The paper tackles the problem of temporal alignment between speech and text in multimodal emotion recognition by proposing a Gated Bidirectional Alignment Network (GBAN) with attention-based alignment and group gated fusion, achieving state-of-the-art performance on the IEMOCAP dataset.
Emotion recognition is a challenging and actively-studied research area that plays a critical role in emotion-aware human-computer interaction systems. In a multimodal setting, temporal alignment between different modalities has not been well investigated yet.
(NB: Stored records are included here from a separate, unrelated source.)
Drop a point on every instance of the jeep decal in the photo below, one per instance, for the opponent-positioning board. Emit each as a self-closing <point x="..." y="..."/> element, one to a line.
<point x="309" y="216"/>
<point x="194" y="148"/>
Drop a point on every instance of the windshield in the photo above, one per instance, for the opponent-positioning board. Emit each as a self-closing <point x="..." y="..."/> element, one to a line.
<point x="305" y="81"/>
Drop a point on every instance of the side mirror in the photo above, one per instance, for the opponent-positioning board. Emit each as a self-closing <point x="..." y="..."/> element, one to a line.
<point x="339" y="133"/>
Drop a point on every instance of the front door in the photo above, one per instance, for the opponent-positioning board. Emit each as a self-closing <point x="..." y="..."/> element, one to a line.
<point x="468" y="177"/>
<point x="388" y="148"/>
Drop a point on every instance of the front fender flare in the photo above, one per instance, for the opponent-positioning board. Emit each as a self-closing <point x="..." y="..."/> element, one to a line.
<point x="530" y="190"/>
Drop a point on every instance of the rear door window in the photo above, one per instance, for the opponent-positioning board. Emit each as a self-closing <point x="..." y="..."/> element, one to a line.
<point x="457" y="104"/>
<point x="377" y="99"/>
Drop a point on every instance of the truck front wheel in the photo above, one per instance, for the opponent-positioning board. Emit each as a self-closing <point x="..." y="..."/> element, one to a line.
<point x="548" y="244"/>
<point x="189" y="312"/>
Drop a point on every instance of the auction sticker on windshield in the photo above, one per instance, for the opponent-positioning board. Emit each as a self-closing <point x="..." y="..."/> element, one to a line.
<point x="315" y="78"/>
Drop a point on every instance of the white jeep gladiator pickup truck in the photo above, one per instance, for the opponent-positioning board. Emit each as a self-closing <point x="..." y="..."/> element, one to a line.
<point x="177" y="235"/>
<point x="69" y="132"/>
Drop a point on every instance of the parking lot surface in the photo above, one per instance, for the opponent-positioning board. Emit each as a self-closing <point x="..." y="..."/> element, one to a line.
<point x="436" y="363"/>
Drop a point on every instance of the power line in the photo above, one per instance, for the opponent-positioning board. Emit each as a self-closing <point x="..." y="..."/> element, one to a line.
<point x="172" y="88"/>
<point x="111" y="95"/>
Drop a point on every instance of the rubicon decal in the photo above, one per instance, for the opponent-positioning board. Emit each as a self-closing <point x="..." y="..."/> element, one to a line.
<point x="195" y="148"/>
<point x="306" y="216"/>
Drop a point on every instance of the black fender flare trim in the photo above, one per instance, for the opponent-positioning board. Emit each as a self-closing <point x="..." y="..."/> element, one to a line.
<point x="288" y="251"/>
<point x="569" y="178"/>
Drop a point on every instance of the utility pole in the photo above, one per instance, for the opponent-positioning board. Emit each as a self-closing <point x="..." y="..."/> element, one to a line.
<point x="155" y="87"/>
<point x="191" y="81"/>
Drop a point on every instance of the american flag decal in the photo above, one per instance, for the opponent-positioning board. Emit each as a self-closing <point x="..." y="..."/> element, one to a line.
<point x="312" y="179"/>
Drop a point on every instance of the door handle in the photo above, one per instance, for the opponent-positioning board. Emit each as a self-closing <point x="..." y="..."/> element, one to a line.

This paper presents a new model named as Gated Bidirectional Alignment Network (GBAN), which consists of an attention-based bidirectional alignment network over LSTM hidden states to explicitly capture the alignment relationship between speech and text, and a novel group gated fusion (GGF) layer to integrate the representations of different modalities. We empirically show that the attention-aligned representations outperform the last-hidden-states of LSTM significantly, and the proposed GBAN model outperforms existing state-of-the-art multimodal approaches on the IEMOCAP dataset.